José Gregorio Castillo Tovar (born January 10, 1996) is a Venezuelan professional baseball pitcher for the San Diego Padres of Major League Baseball (MLB).

Career

Tampa Bay Rays
Castillo signed with the Tampa Bay Rays as a non-drafted free agent on July 7, 2012. He spent under two seasons playing for Tampa Bay's minor league affiliates.

San Diego Padres
The Rays traded Castillo, Wil Myers, Ryan Hanigan and Gerardo Reyes to the San Diego Padres in exchange for René Rivera, Burch Smith and Jake Bauers on December 19, 2014.

Castillo was selected as a member of the Venezuela national baseball team at the 2017 World Baseball Classic.

After the 2017 season, the Padres added Castillo to their 40-man roster to protect him from the Rule 5 draft. Castillo was called up and made his major league debut on June 2, 2018, and pitched a 1-2-3 inning with 3 strikeouts that night, including strikeouts of Cincinnati Reds all-star sluggers Joey Votto and Eugenio Suarez.  He ended the season 3–3 with an ERA of 3.29 in 37 games. In  innings, he struck out 52 batters.

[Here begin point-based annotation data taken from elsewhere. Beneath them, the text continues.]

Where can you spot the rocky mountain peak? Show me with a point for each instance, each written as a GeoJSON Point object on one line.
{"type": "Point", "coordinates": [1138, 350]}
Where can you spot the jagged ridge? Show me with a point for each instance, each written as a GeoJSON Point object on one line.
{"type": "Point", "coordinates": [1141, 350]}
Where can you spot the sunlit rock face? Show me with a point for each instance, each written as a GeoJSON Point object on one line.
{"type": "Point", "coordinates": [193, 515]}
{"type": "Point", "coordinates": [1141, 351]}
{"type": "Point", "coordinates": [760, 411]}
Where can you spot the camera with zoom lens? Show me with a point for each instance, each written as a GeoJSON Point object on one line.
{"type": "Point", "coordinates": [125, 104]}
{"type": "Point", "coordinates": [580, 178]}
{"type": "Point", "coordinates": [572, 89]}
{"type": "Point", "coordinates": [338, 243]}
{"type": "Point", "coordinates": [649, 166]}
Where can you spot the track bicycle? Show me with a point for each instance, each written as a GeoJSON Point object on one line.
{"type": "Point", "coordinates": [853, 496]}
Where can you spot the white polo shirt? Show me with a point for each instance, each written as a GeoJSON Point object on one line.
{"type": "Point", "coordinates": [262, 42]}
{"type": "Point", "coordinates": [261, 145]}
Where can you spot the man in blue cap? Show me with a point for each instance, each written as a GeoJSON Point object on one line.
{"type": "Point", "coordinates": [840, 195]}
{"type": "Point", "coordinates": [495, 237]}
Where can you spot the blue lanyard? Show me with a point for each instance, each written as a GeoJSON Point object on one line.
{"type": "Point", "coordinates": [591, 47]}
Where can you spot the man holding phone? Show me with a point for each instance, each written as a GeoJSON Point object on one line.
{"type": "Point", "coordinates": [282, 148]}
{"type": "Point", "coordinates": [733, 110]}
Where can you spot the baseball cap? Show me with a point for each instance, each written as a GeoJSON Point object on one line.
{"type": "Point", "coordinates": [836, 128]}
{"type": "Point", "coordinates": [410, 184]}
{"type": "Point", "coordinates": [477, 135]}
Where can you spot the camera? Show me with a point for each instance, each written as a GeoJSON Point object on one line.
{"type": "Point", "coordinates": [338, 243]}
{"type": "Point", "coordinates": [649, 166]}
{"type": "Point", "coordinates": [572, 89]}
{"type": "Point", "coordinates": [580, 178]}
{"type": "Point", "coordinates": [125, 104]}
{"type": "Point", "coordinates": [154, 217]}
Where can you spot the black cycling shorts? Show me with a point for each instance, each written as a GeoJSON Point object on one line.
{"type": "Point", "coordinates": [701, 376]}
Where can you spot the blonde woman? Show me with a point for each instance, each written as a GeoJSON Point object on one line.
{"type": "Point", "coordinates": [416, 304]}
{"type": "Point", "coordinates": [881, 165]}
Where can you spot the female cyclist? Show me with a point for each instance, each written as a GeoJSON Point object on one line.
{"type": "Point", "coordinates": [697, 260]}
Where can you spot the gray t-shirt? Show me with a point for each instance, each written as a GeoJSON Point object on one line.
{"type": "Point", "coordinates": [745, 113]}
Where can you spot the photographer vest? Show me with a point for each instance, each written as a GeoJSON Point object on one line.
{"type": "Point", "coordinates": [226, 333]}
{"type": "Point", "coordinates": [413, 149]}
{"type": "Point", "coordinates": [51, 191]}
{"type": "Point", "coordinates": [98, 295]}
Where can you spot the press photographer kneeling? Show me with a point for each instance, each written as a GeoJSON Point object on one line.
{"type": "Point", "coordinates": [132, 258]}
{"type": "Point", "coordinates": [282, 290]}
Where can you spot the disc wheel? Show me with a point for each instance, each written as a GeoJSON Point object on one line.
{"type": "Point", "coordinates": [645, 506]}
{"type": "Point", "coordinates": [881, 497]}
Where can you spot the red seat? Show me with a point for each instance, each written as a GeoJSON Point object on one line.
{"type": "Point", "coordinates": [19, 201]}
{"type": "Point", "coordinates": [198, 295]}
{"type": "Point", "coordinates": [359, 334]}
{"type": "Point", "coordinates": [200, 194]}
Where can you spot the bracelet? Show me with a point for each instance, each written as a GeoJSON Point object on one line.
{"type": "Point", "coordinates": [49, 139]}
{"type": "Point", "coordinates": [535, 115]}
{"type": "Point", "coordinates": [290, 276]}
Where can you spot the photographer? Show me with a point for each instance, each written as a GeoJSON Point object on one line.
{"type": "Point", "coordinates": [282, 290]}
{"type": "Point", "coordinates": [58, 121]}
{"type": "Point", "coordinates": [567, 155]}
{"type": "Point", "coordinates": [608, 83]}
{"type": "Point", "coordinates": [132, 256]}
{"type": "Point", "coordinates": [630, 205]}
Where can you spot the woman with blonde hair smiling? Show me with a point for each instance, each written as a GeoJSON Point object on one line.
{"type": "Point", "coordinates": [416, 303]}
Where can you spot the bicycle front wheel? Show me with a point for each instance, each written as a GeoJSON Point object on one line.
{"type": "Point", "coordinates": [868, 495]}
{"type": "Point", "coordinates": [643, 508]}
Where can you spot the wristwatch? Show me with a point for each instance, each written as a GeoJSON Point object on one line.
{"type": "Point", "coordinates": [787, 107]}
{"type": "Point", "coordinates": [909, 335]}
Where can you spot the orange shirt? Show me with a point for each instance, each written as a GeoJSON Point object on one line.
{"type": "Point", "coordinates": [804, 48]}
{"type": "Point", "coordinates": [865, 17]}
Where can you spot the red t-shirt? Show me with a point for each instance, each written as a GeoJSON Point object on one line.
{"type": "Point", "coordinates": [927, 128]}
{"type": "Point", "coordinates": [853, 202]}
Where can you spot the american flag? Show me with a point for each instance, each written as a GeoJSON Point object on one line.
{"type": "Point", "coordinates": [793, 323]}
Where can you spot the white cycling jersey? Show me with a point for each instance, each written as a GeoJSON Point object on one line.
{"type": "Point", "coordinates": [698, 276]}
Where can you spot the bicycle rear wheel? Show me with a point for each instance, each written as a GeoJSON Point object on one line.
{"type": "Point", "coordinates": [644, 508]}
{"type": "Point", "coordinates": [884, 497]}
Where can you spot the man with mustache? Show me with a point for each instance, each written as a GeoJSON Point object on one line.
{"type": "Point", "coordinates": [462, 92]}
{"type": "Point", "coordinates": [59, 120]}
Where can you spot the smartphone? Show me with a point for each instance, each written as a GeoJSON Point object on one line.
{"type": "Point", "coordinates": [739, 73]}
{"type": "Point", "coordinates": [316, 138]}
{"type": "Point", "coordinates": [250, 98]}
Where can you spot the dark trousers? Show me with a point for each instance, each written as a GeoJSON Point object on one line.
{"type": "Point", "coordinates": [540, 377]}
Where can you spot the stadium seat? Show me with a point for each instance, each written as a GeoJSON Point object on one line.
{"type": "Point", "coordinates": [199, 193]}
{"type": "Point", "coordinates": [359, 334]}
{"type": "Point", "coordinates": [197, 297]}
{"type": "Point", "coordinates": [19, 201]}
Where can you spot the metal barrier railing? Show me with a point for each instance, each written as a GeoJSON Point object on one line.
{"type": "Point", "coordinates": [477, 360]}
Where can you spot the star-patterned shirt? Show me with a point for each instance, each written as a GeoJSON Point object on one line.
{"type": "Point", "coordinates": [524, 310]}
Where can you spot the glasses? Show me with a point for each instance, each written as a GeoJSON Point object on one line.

Castillo began the 2019 season on the 60-day injured list due to a left flexor strain. He only pitched in 2/3 of an inning for the Padres in 2019, allowing no runs and striking out two, before suffering an injury to his left middle finger and ending the season on the 60-day injured list. Due to the 2020 Major League Baseball season being shortened to 60 games because of the COVID-19 pandemic, Castillo ended up missing the entire season due to a left lat strain and a torn ligament in his hand. On March 4, 2021, it was announced that Castillo would require Tommy John surgery after exiting a simulated game on March 2 because of forearm tightness. On March 6, Castillo was placed on the 60-day injured list.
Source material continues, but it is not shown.